Hospitals have been developing new safety procedures to address "alarm fatigue" in time for the Joint Commission's January 2016 deadline to do so, according to an article in The Wall Street Journal.

The problem--staff becoming desensitized to the bevy of alarms from patient-monitoring devices--regularly tops the ECRI Institute's list of patient safety hazards.

The Joint Commission made dealing with alarm fatigue a national patient safety goal in June 2013 and directed hospitals to create safety policies and education for staff around the issue.

"Culture is probably the hardest part of alarm management because staffers are used to doing things their own way," Rikin Shah, a senior consultant at the ECRI Institute, tells WSJ.

The article highlights research from the University of California San Francisco, which logged 2.5 million alarms in five UCSF adult intensive care units in 31 days. It found 88.8 percent of them were false alarms.

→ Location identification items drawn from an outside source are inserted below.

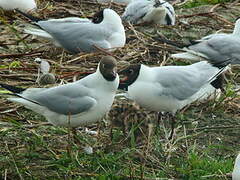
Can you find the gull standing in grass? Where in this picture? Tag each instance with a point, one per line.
(75, 104)
(170, 88)
(236, 170)
(216, 48)
(76, 35)
(150, 11)
(22, 5)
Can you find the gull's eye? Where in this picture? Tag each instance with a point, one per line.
(130, 71)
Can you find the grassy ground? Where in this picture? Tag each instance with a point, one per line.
(130, 143)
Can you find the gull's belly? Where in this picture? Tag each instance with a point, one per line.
(150, 97)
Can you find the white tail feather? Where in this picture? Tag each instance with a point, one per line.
(187, 56)
(38, 32)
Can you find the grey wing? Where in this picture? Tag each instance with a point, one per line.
(68, 99)
(219, 48)
(183, 82)
(136, 10)
(78, 37)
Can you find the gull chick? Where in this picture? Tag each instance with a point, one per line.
(22, 5)
(236, 170)
(216, 48)
(116, 1)
(75, 104)
(150, 11)
(44, 76)
(76, 35)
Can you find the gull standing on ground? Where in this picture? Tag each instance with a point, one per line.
(170, 88)
(236, 170)
(150, 11)
(75, 104)
(216, 48)
(76, 35)
(22, 5)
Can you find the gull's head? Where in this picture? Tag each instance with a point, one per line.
(108, 15)
(129, 75)
(236, 30)
(108, 68)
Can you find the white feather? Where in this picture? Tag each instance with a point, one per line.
(23, 5)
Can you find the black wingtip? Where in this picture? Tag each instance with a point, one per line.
(13, 89)
(32, 18)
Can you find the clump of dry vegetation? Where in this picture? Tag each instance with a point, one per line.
(131, 143)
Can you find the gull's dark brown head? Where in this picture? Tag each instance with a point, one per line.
(108, 68)
(129, 76)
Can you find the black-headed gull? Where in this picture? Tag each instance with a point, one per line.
(170, 88)
(236, 169)
(74, 104)
(22, 5)
(151, 11)
(76, 35)
(216, 48)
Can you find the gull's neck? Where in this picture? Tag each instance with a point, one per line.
(236, 30)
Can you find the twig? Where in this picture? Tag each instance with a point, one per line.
(21, 54)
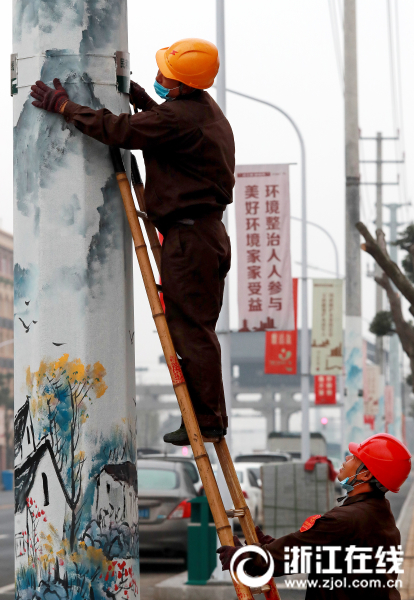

Among UCSF's solutions was adding a 20-second delay to an alarm from finger-clip monitors used to measure oxygen saturation, meaning the change had to persist for 20 seconds before it set off an alarm.

Boston Medical Center made only "crisis level" alerts audible--the rest visual messages--cutting audible alarms in a cardiac unit by 89 percent with no adverse events.

Cincinnati Children's Hospital Medical Center, meanwhile, created a team-based approach that significantly reduced non-essential alarms.

The ECRI Institute offers a guidebook to help hospitals identify ways to minimize alarm fatigue, develop an action plan and put that plan into practice.